Globe and Mail is Canada’s national newspaper with the second largest broadsheet circulation in the country. It has enormous influence on Canada’s political and business elite.
ROME — I think I have figured out Canadian gold mining executives. They assume that gold is not a mineral; it is a perishable commodity that will rot in the ground, like a potato, unless it is dug up immediately.
And not just immediately but in vast quantities. Canadian gold mining executives are obsessed with the concept of bigness. They want projects they can label “game changers,” ones capable of vaulting medium-sized firms into the big leagues, or thrust the biggies to the very top of the global heap.

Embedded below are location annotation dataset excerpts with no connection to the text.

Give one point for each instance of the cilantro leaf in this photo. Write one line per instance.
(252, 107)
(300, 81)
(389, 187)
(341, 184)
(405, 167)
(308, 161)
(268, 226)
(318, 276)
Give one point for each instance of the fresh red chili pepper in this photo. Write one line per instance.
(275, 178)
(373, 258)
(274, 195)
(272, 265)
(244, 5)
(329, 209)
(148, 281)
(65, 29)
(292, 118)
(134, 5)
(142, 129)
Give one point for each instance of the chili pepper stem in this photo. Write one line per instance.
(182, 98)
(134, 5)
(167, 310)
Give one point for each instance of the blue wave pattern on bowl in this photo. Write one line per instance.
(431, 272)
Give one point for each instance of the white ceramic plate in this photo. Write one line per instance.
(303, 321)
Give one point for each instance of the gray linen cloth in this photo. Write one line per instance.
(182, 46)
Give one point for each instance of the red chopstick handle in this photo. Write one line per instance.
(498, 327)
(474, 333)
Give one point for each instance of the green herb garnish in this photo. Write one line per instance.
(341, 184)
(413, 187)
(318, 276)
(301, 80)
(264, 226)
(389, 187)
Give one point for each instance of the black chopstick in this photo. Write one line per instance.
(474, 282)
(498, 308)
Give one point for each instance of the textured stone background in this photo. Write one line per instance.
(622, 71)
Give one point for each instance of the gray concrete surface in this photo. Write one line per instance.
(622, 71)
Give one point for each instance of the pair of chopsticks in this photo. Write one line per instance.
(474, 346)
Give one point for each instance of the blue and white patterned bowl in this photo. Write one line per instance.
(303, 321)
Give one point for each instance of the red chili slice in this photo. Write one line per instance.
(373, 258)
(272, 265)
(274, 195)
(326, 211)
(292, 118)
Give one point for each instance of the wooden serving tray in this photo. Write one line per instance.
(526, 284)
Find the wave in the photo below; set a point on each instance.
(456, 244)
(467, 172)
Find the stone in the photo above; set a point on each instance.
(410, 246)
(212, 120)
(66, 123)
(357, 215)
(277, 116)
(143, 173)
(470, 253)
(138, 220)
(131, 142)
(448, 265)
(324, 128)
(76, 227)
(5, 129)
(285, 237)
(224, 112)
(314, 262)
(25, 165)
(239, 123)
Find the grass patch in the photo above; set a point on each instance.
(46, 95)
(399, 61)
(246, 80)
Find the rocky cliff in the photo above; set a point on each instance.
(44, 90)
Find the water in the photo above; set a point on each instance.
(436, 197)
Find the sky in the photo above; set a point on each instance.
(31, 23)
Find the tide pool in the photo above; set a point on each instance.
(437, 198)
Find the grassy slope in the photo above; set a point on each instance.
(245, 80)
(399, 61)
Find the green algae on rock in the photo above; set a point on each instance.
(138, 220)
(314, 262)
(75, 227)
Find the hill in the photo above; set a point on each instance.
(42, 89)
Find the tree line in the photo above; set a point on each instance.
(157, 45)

Bigness permeates their lives. They drive big cars, live in big houses. Some, like Barrick Gold Corp. boss Peter Munk, bob around the planet in the biggest of yachts.
The problem with bigness is that it translates into trouble when it’s extended to corporate development. Big projects are big gambles. They invariably come in far over budget, sometimes billions over budget, which gets shareholders rather annoyed. Big projects also attract lots of attention from environmental activists, politicians and aboriginal peoples. The result is expensive delays and bad publicity.
Canada’s gold mining sector is a mess, with share prices down by about half even though the gold price is down by only 20 per cent from its high of almost $1,800 (U.S.) an ounce last October. Executives are being tossed into the garbage like the remains of a steak lunch. Returns on equity are sinking into single-digit territory or, in Barrick’s case, turning negative. Problems at flagship projects are not going away – in some cases they’re intensifying – after years of fix-it efforts.